Gating of the TrkH ion channel by its associated RCK protein TrkA

TrkH belongs to a superfamily of K + transport proteins required for growth of bacteria in low external K + concentrations. The crystal structure of TrkH from Vibrio parahaemolyticus showed that TrkH resembles a K + channel and may have a gating mechanism substantially different from K + channels. TrkH assembles with TrkA, a cytosolic protein comprising two RCK (regulate the conductance of K + ) domains, which are found in certain K + channels and control their gating. However, fundamental questions on whether TrkH is an ion channel and how it is regulated by TrkA remain unresolved. Here we show single-channel activity of TrkH that is upregulated by ATP via TrkA. We report two structures of the tetrameric TrkA ring, one in complex with TrkH and one in isolation, in which the ring assumes two markedly different conformations. These results suggest a mechanism for how ATP increases TrkH activity by inducing conformational changes in TrkA. Here it is shown that ion flux through the TrkH–TrkA complex is upregulated by ATP and downregulated by ADP; solving the X-ray crystal structures of the tetrameric TrkA ring in the absence and presence of TrkH suggests a mechanism by which ATP-induced conformational changes in TrkA augment the activity of TrkH. Bacterial potassium transporters characterized K + is essential for many physiological processes and must be concentrated in all living cells for their survival. In bacteria, K + uptake is mediated and regulated by SKT (superfamily of K + transporter) proteins.
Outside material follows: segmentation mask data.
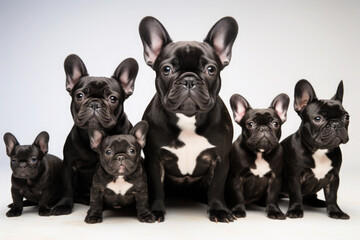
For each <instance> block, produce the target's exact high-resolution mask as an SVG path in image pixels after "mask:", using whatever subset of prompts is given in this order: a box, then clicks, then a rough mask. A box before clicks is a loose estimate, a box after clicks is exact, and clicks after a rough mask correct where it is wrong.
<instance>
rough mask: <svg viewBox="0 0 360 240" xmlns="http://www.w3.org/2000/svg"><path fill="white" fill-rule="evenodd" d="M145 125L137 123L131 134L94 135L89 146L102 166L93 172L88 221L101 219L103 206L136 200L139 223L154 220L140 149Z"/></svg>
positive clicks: (134, 126)
mask: <svg viewBox="0 0 360 240" xmlns="http://www.w3.org/2000/svg"><path fill="white" fill-rule="evenodd" d="M147 131H148V124H147V123H146V122H145V121H141V122H139V123H137V124H136V125H135V126H134V128H133V129H132V130H131V132H130V134H122V135H115V136H111V137H106V138H104V139H101V138H102V135H101V134H94V136H93V137H92V141H91V147H92V148H93V149H94V150H95V151H96V152H98V153H99V156H100V163H101V166H100V167H99V168H98V170H97V172H96V173H95V175H94V178H93V183H92V187H91V195H90V209H89V211H88V213H87V216H86V218H85V222H87V223H100V222H102V219H103V217H102V212H103V207H104V205H105V206H107V207H110V208H111V207H112V208H121V207H124V206H127V205H129V204H131V203H133V202H134V201H135V203H136V209H137V213H138V218H139V221H140V222H147V223H152V222H155V216H154V214H153V213H152V212H151V211H150V210H149V204H148V190H147V180H146V173H145V170H144V169H143V166H142V164H143V163H142V160H143V159H142V158H141V149H142V148H143V147H144V146H145V139H146V133H147Z"/></svg>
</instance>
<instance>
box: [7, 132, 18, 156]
mask: <svg viewBox="0 0 360 240" xmlns="http://www.w3.org/2000/svg"><path fill="white" fill-rule="evenodd" d="M4 142H5V146H6V154H7V155H8V156H9V157H10V156H11V153H12V152H13V150H14V148H15V147H16V146H17V145H19V142H18V140H17V139H16V138H15V136H14V135H13V134H12V133H9V132H8V133H5V134H4Z"/></svg>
Two papers in this issue of Nature examine the structure and function of SKT proteins from different sub-families. Ming Zhou and colleagues present the electrophysiological and structural characterization of the complex formed by TrkH and its associated RCK protein, TrkA. Their study suggests a mechanism by which ATP-induced conformational changes in TrkA augment TrkH's activity. Joo Morais-Cabral and colleagues determined the X-ray crystal structure of a Ktr K + transporter; the structure of this KtrAB complex reveals how the dimeric membrane protein KtrB interacts with the cytosolic octameric KtrA regulatory protein.